The Painted World is a 1914 American silent drama film directed by Ralph Ince and released by Vitagraph Studios.

== Plot ==
A successful vaudeville star, Eloise Murree, has a young daughter who she wants to protect from her unsavory profession and her dissolute father. She sends her Yvette to an upscale boarding school, where she is given the impression that her mother is a respectable, wealthy widow, who is constantly traveling. Occasionally, she is allowed home where she is suffocated by her mother's attentions. During one of these dreadful visits, Yvette encounters her father under conditions so strange, she is convinced by her mother that they were dreams, and that her mother's eye injury came from a fall. When Yvette completes her schooling, she returns home.

Late one night, after Eloise leaves the house, her drunken paramour informs Yvette that her mother is not a wealthy widow, but an actress.
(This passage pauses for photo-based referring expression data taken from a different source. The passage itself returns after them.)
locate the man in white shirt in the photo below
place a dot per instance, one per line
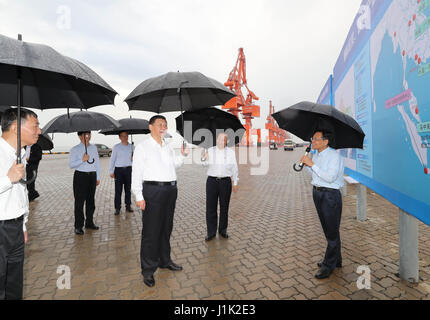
(154, 185)
(14, 200)
(120, 170)
(327, 169)
(222, 170)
Not believing what she has heard, she dashes off to the theater, where she sees her scantily-clad mother posing for the audience. Eloise returns home to an empty house and Mr. Murree missing. Yvette's inherited traits come to the surface, and she falls prey easily to a manager introduced by her father. Intoxicated, Yvette enters the house and exchanges verbal blows with her mother and father, where Eloise, has realized that her daughter has followed in her footsteps. Wanting to save Yvette's soul, she stabs her daughter and then herself, leaving evidence that places guilt in the hands of Mr. Murree, who was the cause of all their sorrow.

== Cast ==
- Julia Swayne Gordon as Eloise Murree
- Anita Stewart as Yvette Murree
- Janice Cummings as Maid
- Harry Northrup as Murree
- R.A. Roberts as Manager

== Reception ==
The New York Clipper review was largely negative, praising the acting but criticizing for "it rather expounds the rural town's gossip narrow and bigoted view of stage folks."

Variety came to the same conclusion, lauding Julia Swayne Gordon's excellent performance in particular but similarly disappointed by the story "It is a pity that such good work should have been wasted on such a bad picture story."

== Censorship ==
The Chicago Board of Censors rejected the film in its entirety, refusing to grant a permit. The reasons given were of the degradation of the women, scenes of drunkenness, and women posing in the semi-nude.